During my year stay I was also involved in teaching two midweek programs for a group of twelve hundred school age children, and four hundred preschoolers. Recording my first few lessons to my last message I was able to see how I had grown. I used skits to encourage the smaller groups interaction, and created over fifty, four-foot drawings to visually stimulate both groups.

My ability to paint was not only used to enhance the children’s program. Asked to recruit help from the youth group, I was put to work painting the new church. I started to think it was easier to paint alone, but how could I turn away a willing heart to serve.

I began the long task at teaching them how to paint, and clean up. It soon became apparent that some youth had no intention on working. However, there were four boys who came every day, and each week I saw their continued willingness to help. They were always on time, and very pleasant to work with. However, their painting skill is a different story.

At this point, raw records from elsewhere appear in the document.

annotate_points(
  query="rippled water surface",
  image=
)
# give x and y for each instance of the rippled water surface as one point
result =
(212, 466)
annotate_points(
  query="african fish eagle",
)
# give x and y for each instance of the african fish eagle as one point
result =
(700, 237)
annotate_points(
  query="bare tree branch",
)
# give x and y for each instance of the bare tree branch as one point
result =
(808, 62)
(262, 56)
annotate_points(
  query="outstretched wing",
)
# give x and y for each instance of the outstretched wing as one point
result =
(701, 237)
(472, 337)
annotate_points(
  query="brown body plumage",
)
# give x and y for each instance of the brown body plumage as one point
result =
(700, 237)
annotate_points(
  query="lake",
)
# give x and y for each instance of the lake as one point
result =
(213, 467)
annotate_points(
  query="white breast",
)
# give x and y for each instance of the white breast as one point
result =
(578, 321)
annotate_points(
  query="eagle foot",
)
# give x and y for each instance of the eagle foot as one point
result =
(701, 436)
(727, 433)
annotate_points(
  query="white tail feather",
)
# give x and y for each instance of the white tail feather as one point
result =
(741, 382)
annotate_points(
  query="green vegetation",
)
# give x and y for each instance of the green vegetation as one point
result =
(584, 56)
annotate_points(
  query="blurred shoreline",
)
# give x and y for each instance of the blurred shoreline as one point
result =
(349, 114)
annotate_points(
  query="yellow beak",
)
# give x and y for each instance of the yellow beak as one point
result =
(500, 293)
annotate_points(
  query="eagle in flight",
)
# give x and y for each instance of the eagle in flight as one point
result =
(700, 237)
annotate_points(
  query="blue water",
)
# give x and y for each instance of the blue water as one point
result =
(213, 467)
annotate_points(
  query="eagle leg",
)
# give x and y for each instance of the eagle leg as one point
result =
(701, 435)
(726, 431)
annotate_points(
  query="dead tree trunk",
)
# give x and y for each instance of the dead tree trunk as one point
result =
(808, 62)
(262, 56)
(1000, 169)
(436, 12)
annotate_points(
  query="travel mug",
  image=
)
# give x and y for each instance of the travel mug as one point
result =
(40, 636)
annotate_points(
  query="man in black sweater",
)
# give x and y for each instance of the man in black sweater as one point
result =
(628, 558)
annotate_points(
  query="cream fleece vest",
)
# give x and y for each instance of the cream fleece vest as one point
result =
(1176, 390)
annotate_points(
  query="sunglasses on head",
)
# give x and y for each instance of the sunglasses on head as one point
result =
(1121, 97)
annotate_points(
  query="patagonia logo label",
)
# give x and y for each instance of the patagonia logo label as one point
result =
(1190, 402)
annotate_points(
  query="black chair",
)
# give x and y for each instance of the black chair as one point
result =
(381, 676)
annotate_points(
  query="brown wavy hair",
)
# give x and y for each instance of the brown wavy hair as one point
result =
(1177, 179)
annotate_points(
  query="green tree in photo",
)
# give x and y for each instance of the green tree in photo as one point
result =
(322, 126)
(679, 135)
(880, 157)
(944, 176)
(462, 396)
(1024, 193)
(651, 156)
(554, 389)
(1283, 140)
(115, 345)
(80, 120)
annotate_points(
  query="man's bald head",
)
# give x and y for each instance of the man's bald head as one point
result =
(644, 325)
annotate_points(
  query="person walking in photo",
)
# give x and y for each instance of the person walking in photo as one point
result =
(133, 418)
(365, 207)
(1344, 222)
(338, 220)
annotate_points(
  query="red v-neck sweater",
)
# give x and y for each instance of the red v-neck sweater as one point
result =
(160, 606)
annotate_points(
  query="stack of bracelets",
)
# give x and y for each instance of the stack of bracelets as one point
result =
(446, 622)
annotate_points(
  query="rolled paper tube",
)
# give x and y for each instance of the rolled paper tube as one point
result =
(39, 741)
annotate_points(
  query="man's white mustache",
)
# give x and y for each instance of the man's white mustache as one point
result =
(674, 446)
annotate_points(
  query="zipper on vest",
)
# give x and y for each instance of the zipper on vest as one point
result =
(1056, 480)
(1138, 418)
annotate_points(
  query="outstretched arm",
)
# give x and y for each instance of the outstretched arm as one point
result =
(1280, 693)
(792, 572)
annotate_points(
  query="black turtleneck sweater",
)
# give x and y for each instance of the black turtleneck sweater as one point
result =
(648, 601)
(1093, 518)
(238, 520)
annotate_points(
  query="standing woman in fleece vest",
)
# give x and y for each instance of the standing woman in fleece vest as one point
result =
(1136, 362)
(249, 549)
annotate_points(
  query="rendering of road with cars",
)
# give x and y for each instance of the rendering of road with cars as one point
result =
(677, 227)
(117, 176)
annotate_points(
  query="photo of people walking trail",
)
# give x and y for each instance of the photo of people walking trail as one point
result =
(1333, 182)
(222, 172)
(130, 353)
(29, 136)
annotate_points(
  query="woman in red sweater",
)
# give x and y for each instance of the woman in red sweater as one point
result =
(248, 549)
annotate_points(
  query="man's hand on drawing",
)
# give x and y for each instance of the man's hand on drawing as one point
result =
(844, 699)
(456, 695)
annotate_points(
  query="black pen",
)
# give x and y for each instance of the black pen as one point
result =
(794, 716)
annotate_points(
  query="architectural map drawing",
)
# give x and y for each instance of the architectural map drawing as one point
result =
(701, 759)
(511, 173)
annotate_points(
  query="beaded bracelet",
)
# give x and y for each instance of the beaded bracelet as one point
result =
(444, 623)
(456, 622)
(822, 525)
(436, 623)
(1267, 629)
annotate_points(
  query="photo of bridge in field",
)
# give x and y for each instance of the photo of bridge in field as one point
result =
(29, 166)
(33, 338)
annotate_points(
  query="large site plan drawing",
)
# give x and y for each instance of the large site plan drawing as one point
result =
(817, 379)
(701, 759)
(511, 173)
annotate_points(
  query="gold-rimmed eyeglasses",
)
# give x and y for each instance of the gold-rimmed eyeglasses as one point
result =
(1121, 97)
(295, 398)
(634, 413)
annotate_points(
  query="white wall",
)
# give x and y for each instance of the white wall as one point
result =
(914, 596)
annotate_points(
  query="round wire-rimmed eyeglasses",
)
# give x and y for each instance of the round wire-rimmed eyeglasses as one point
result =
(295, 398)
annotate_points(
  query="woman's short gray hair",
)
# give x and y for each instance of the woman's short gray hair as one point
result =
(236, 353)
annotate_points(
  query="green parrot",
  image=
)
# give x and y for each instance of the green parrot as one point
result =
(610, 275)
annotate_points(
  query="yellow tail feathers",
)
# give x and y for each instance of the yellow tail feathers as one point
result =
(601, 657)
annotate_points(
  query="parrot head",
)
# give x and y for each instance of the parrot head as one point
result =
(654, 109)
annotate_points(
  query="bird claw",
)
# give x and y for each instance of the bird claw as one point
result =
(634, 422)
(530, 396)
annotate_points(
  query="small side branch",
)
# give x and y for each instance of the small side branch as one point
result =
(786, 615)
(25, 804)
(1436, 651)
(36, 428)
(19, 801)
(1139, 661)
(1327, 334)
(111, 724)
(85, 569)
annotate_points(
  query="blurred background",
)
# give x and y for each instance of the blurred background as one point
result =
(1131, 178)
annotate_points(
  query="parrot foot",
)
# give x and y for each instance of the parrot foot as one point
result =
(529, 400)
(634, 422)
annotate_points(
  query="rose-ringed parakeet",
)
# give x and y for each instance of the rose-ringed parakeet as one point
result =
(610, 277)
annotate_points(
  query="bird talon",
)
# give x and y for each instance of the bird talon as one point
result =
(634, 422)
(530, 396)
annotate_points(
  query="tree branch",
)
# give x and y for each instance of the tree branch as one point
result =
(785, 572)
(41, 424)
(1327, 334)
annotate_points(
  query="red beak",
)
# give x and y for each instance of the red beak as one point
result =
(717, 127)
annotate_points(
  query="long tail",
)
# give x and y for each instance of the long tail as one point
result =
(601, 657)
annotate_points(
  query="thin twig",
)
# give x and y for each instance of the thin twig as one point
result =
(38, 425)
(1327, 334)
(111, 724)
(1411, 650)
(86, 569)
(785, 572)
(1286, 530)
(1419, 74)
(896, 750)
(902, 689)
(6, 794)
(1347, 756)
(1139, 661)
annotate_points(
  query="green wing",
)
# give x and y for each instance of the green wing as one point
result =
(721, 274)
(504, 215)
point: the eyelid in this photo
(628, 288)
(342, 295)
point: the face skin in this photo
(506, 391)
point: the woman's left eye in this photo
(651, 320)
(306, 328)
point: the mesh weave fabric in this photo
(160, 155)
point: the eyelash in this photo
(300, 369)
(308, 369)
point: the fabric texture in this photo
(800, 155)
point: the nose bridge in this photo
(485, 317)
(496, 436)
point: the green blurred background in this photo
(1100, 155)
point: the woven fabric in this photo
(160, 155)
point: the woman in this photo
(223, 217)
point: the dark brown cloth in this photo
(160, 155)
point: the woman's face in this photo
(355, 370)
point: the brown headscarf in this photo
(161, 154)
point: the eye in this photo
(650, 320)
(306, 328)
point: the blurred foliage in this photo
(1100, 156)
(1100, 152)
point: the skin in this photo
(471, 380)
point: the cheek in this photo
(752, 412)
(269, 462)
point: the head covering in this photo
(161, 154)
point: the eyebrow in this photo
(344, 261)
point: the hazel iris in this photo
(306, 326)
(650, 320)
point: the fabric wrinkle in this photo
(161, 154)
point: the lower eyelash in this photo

I showed them the importance to take time when painting, one hard lesson they quickly learned. To teach them this lesson, I had the boys correct their lines until they looked straight. Several months later I found it amusing to see how they adapted and began to use my painting techniques. It was like looking at my reflection in a mirror.

How can someone feel so much pride for her team? Returning for a visit five months later, my boys showed me around. They where enthusiastic to show the work they completed when I was away. I could see their satisfaction in the work they had accomplished.

After ten hours of painting in high humidity, cleanup was welcomed, as it some how always ended in a water fight. At first, my team seemed bewildered to see I was the one to initiate the cool down. As the weeks past, the cool down became a much-rewarded game at the end of a hard day of work.

Bonding with the youth, I quickly became immersed in the language and culture. I was blessed to find one of the youth willing to teach me his Kreyòl language, and become a translator for my messages.

I was first introduced to some basic fraises. As time went on I slowly began to comprehend how to use past, present, and future tenses. We then practiced verbs, and I began to add new words to my vocabulary. As I è became familiar with the language, I realized my spelling in Kreyòl was much better than my English. I needed to keep aware of when to use accents, as it would sometimes change the meaning of the word.

Language was not the only thing I need to adapt to. A hot bath or shower was soon forgotten and I quickly learned to adapt to washing in a bucket of cold water, when there was water.

I also had limited access to electricity. On average my fridge was powered for three hours a day. The fridge soon became an icebox hoping this would help with the loss of meat. What I did have I looked upon as a blessing and I quickly became thankful for the added commodities left behind in Canada.

One delight I took pleasure in, was observing the Haitian people as I walked the ravines; they seemed to have the balance and stealth of a mountain goat, yet when I took a few friends to go swimming they had no concept of bouncy. Instead, as I helped my friends to swim they felt like a sinking stone.

I also received pleasure from taking public transportation. Small, brightly painted trucks known as Tap-Taps seemed to be on their last wheel. As I bounced around from hitting man-sized holes, I felt like a packed sardine in a tin can. I enjoyed watching and listening to the people as we drove by the busy outdoor markets, paying close attention to many original sights, sounds, and very distinct smells.

Returning to Canada after ministering for eleven months in Haiti, I found it very difficult to adjust. Once again try to picture that toddler with her lollipop, enjoying it for a much longer time. How might she feel when her lollipop is being pulled from her mouth, unsure of the next time she will once again feel content to savor its sweet taste.

How can one person have so much joy and love in their heart for a people group? Once again I feel like that toddler. I have tasted the sweetness of ministry in a place where I belong, love, and call home. Haiti will always have a special place in my heart. God willing, I will continue to do what I can and one day return to share the love of Christ to the Haitian people.